Nowy dla poznańskiej sieci, ale sprawdzony na rynku niemieckim, NGT6D mierzy niespełna 29 metrów długości. Zmieści 137 pasażerów stojących, 64 siedzących oraz osobę poruszającą się na wózku. Jako pojazd dwukierunkowy może kursować również tam, gdzie nie ma pętli, co zwiększa elastyczność organizacji ruchu, szczególnie podczas remontów i linii wahadłowych. Niska podłoga w 70 proc. przestrzeni zdecydowanie ułatwia wsiadanie osobom starszym, rodzicom z dziećmi i pasażerom z ograniczoną mobilnością.

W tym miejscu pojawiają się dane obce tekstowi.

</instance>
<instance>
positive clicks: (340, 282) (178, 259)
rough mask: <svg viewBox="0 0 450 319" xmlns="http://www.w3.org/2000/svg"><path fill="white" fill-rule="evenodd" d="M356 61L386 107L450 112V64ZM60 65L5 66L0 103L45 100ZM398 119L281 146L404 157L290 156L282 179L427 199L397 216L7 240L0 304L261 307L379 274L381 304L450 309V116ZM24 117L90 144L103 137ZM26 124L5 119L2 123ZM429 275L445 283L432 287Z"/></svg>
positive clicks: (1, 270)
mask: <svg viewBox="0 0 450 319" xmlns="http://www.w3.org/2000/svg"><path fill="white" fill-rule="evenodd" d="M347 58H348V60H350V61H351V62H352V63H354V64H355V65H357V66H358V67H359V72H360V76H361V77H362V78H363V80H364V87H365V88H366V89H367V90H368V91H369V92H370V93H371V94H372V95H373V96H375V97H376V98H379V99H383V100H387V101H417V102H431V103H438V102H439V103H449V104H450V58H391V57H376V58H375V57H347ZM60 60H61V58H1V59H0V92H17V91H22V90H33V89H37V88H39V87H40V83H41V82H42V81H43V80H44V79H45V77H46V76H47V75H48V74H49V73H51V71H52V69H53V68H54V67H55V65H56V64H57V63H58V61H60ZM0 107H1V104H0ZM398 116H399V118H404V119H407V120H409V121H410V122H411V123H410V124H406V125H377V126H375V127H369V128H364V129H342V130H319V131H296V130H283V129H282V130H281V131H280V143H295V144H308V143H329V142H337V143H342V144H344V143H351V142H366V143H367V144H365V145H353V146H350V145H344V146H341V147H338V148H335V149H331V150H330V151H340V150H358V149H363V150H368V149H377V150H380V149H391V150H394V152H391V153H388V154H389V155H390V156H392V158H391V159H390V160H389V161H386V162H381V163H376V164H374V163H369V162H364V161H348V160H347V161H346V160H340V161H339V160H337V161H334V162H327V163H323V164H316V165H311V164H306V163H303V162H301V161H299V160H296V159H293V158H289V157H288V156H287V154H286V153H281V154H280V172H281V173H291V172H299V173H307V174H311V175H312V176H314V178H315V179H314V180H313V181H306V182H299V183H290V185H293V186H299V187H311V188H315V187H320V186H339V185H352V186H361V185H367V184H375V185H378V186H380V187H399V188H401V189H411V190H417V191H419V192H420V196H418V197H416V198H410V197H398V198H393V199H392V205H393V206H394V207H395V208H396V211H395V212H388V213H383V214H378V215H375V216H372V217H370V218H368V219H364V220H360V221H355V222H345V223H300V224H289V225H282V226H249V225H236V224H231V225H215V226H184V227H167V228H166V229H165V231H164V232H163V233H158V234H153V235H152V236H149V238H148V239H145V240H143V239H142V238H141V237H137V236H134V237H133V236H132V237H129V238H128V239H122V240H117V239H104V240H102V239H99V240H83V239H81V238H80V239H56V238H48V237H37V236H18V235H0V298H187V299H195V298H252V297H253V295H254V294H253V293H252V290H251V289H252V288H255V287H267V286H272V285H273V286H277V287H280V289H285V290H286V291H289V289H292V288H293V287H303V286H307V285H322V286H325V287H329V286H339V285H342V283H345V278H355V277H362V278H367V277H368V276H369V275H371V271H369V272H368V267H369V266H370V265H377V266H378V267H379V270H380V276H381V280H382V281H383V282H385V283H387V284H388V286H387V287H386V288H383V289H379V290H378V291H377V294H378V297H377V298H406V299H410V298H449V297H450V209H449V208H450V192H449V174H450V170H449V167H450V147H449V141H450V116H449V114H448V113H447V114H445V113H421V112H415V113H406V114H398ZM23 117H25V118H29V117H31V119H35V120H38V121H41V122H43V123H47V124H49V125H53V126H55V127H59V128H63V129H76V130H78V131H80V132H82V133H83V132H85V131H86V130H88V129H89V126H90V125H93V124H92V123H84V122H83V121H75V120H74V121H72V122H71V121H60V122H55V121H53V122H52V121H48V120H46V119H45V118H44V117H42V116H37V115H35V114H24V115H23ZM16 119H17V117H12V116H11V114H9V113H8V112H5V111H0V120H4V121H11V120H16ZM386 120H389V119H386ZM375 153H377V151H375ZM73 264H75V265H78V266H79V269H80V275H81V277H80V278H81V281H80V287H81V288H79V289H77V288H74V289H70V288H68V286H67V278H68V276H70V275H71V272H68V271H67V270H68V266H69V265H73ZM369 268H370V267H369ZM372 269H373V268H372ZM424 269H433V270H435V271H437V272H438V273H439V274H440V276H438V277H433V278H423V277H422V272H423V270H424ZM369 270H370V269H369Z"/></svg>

MPK zdecydowało się na zakup maksymalnie 24 takich tramwajów, wyprodukowanych w 1994 roku. Co istotne, cała partia wraz z częściami zamiennymi kosztuje mniej niż jeden fabrycznie nowy wagon. Umowa gwarantuje też możliwość rezygnacji z pojazdów w złym stanie technicznym.

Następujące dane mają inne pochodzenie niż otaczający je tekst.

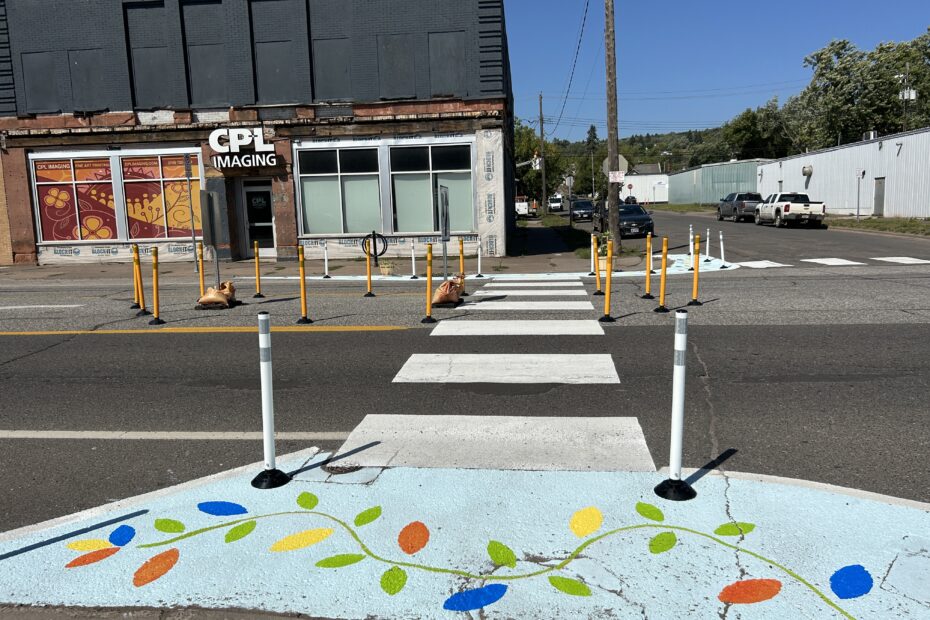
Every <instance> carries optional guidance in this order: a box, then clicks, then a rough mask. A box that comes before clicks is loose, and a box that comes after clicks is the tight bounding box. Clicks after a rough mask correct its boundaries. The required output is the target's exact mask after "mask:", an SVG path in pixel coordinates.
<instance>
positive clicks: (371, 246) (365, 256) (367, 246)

Po dostarczeniu pierwszego tramwaju do Poznania rozpoczęto jego dostosowanie do lokalnej infrastruktury. Zamontowano pełen system informacji pasażerskiej, monitoring, czytniki PEKA, sygnały alarmowe oraz rozwiązania ułatwiające korzystanie z tramwaju osobom na wózkach czy z rowerami. Wszystkie opisy i dokumentacja zostały przygotowane w języku polskim. Prace prowadzono równolegle z odbiorami nowych Moderusów Gamma.
– Dokładnie poznaliśmy konstrukcję pojazdu i jestem przekonany, iż pasażerowie gwałtownie docenią jego funkcjonalność. Tramwaj pojawi się na paradzie z okazji 145-lecia komunikacji miejskiej w niedzielę, 23 listopada – zapowiada Krzysztof Dostatni, prezes MPK Poznań.
Dostawy kolejnych NGT6D będą trwały w latach 2025–2026, w miarę ich wycofywania z ruchu w Bonn. Równolegle Poznań odbiera fabrycznie nowe, dwukierunkowe Moderusy Gamma – w tej chwili jest ich już 24 z planowanych 30. Zakup został dofinansowany w 85 procentach w ramach programu „Zeroemisyjny transport zbiorowy w miastach”.
Miasto prowadzi także przetarg na 10–30 nowych tramwajów jednokierunkowych. Inwestycję o wartości 175 mln zł dofinansowano z programu Fundusze Europejskie na Infrastrukturę, Klimat i Środowisko. Ich dostawy mają zakończyć się do 2029 roku.
– Poznań od lat inwestuje w nowoczesny i niezawodny transport publiczny. Dziś jesteśmy świadkami największego odmłodzenia floty tramwajowej od dekad – podkreśla zastępca prezydenta Poznania, Mariusz Wiśniewski.
W praktyce oznacza to, iż z ruchu znikną najstarsze, wysokopodłogowe wagony z lat 60. i 70. XX wieku. Dzięki połączeniu zakupu używanych tramwajów z Bonn i nowych pojazdów z krajowych fabryk MPK zwiększy dostępność komunikacji, poprawi komfort podróży, a także zyska większą elastyczność operacyjną na czas remontów i modernizacji tras.